Hidden in the data is a political story. Hunting is a stereotypically conservative domain; gun owners and rural Americans are more likely to be right-leaning. The trending parallels are stark: Gun owners and new hunters trend younger and non-white, while NBC exit polls show Democrats have been losing support from black male voters since 2008, and millennials in almost every state have moved more Republican from 2008 to 2020.
Whether Americans felt like picking up a new hobby or trying something they’d always wanted to do but never had time for, the COVID shutdown certainly played a role. Across the board, interest in outdoor sports and recreation skyrocketed in 2020. Vista Outdoors says their outdoor brands have seen 25% growth or better since last year–and the publicly-traded company’s shares are up 385%.
The hunting boom means more fees for conservation. Thanks to a 1937 federal law, states are required to use hunting license revenues for wildlife restoration and protection. The same act implemented an 11% tax on gun and ammunition sales toward conservation, followed later by similar law taxing fishing gear.

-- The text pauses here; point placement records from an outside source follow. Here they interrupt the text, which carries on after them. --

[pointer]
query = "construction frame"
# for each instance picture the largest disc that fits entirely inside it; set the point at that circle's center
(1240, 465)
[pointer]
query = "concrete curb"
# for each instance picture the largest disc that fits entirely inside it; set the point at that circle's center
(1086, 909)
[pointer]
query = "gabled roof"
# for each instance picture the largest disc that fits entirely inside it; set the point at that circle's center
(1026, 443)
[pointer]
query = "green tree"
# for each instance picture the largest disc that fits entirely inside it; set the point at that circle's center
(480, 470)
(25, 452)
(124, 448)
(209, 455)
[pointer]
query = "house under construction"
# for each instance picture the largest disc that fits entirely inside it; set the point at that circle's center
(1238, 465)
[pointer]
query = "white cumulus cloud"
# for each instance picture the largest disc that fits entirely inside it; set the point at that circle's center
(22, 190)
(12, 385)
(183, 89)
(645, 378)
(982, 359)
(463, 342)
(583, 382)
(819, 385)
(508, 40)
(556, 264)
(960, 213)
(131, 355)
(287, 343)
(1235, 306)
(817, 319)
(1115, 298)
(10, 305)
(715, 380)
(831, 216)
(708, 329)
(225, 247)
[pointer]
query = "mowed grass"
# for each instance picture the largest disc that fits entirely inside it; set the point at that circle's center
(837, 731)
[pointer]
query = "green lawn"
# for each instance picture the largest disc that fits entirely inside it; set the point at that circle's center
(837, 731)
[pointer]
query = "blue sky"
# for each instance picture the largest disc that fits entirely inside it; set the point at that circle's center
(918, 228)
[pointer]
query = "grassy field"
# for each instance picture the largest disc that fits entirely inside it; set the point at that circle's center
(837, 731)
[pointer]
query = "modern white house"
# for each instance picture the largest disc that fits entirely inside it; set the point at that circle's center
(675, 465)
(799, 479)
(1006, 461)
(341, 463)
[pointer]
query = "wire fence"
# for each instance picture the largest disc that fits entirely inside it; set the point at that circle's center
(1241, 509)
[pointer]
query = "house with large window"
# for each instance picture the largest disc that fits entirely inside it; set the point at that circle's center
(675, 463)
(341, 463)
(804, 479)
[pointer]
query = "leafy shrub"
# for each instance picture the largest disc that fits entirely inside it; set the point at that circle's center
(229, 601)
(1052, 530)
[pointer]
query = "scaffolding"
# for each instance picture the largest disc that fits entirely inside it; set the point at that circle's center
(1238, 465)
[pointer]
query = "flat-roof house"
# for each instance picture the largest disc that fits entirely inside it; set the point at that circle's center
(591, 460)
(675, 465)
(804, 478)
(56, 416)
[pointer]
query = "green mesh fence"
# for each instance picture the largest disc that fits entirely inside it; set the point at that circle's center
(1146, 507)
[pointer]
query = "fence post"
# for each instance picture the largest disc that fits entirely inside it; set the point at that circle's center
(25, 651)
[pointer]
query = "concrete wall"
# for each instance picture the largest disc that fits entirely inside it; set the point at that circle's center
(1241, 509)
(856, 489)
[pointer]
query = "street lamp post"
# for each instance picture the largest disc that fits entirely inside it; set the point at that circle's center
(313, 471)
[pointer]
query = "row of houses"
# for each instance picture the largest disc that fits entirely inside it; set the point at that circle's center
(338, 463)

“It’s difficult to license birdwatchers or hikers and so forth in the same way that hunting and fishing can be regulated,” birdwatcher Neal Deunk told NPR in a 2018 piece about the future of conservation funding.

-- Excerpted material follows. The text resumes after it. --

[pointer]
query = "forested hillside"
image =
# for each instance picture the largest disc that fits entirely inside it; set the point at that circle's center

Most hunters would agree. Hunting is a uniquely American tradition and an essential piece of our public lands story. In the Old World, hunting was a hobby for the rich, a game for landowners and men of leisure. Robin Hood was an English folk hero for killing “the King’s deer” with his bow and arrow to feed the poor. Theodore Roosevelt, one of the early fathers of the conservation movement, believed it essential to the spirit of America that hunting should be accessible to all, not merely wealthy property owners. He believed in a model of “conservation through wise use.”

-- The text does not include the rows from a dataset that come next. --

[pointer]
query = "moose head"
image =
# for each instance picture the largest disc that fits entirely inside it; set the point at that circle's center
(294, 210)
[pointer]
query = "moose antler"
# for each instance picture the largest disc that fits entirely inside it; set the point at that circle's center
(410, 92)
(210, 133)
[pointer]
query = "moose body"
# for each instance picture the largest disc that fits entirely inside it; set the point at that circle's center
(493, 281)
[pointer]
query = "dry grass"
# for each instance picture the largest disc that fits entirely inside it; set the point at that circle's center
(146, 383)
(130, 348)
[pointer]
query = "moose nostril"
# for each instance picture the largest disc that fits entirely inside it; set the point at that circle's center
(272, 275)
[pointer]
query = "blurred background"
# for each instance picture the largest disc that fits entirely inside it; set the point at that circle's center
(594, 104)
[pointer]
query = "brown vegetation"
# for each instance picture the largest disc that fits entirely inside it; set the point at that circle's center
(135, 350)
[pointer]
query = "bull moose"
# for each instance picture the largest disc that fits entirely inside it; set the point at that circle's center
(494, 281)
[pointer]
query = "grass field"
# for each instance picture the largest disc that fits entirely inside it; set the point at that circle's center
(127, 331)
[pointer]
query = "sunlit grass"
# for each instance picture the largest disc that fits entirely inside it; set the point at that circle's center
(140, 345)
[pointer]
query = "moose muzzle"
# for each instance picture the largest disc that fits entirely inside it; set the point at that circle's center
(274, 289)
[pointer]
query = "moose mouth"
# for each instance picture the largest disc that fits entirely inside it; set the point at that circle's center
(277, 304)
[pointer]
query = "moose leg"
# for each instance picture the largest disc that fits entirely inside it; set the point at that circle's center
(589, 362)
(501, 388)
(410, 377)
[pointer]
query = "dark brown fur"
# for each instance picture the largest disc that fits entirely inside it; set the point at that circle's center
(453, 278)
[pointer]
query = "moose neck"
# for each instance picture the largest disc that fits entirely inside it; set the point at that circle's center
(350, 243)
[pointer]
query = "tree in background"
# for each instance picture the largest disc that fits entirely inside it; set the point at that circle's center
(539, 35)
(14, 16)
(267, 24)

“In a civilized and cultivated country wild animals only continue to exist at all when preserved by sportsmen. The excellent people who protest against all hunting, and consider sportsmen as enemies of wildlife, are ignorant of the fact that in reality the genuine sportsman is by all odds the most important factor in keeping the larger and more valuable wild creatures from total extermination.”
Theodore Roosevelt
For many sportsmen, hunting is not just a pastime. It’s an ancient tradition that ties them to the land in a manner more profound than hiking or recreational sports. While hunters might dream of less competition and more wild spaces, those dedicated to the future of their sport understand the importance of outreach in communities outside traditional hunting demographics and new generations.
“Through almost all of human existence, huntable land and huntable wildlife have preceded the hunter. They caused the hunter. But in the future this must be reversed. It is the hunter who must cause huntable land and wildlife, and a world worth being young in.”